Dollar amounts estimated yearly for the cost of crime do not include crimes that are not reported. Estimates from the AARP for what people lost due to telephone scams were over 8 billion dollars in 2002, with the elderly being primary targets for these low life individuals. That money left this country and cost many their homes and retirements.
Here are a few other figures from 2003:
"Crime is estimated to create $105 billion in medical expenses, lost earnings, and costs for victim services. Factoring in the intangible costs, such as pain and suffering and a reduced quality of life, brings the total estimated cost of crime to $450 billion annually."
"In 2003, total monetary loss due to telemarketing fraud was $1,764,433, for an average of $1,504 for each case."
"Reported burglaries resulted in an estimated monetary loss of $3.5 billion, with an estimated average of $1,626 per burglary." (Crime Reports, 2007, p. 1)
These figures are actual loss, not costs for labor to repair the damage. Often values are lower than actual value as well. There are direct and indirect repercussions for everyone when this happens.
There are costs of crime that the public may never hear about. Budget concerns can restrict investigations often to the detriment of the case. The cost of obtaining expert witnesses for court testimony leads to negotiated plea bargains or dismissed charges. Evidence can not be processed properly due to costs. The list goes on and on.

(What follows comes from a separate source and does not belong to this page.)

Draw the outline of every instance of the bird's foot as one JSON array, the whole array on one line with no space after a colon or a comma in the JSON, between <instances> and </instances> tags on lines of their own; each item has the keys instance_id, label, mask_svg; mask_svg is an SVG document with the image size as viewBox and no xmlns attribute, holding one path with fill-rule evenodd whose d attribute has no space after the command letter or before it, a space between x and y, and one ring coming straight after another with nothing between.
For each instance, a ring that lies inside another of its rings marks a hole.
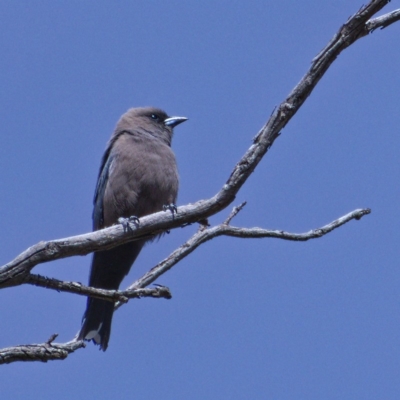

It is possibly the emotional costs that wreck the most havoc. As an officer I can still point out every house, every street corner and every alley where blood was shed. Neighbors, friends and most of all families never are the same after a criminal tragedy. How do you put a price on a human life? On a body that has been beaten and raped? On a child that was left abandoned?
Media then heightens the pain and blasts it across the headlines for all. The sense of utter helplessness, and often fear, grips a hold like a vice clamp for some. The balancing act of the publics' right to know with the victims rights to heal is never easy and often ignored by those who profit from crime.
Crime is an invasion into everyone's life and pocketbook. Crime knows no social, racial, religion, age or gender it does not discriminate and neither does the cost.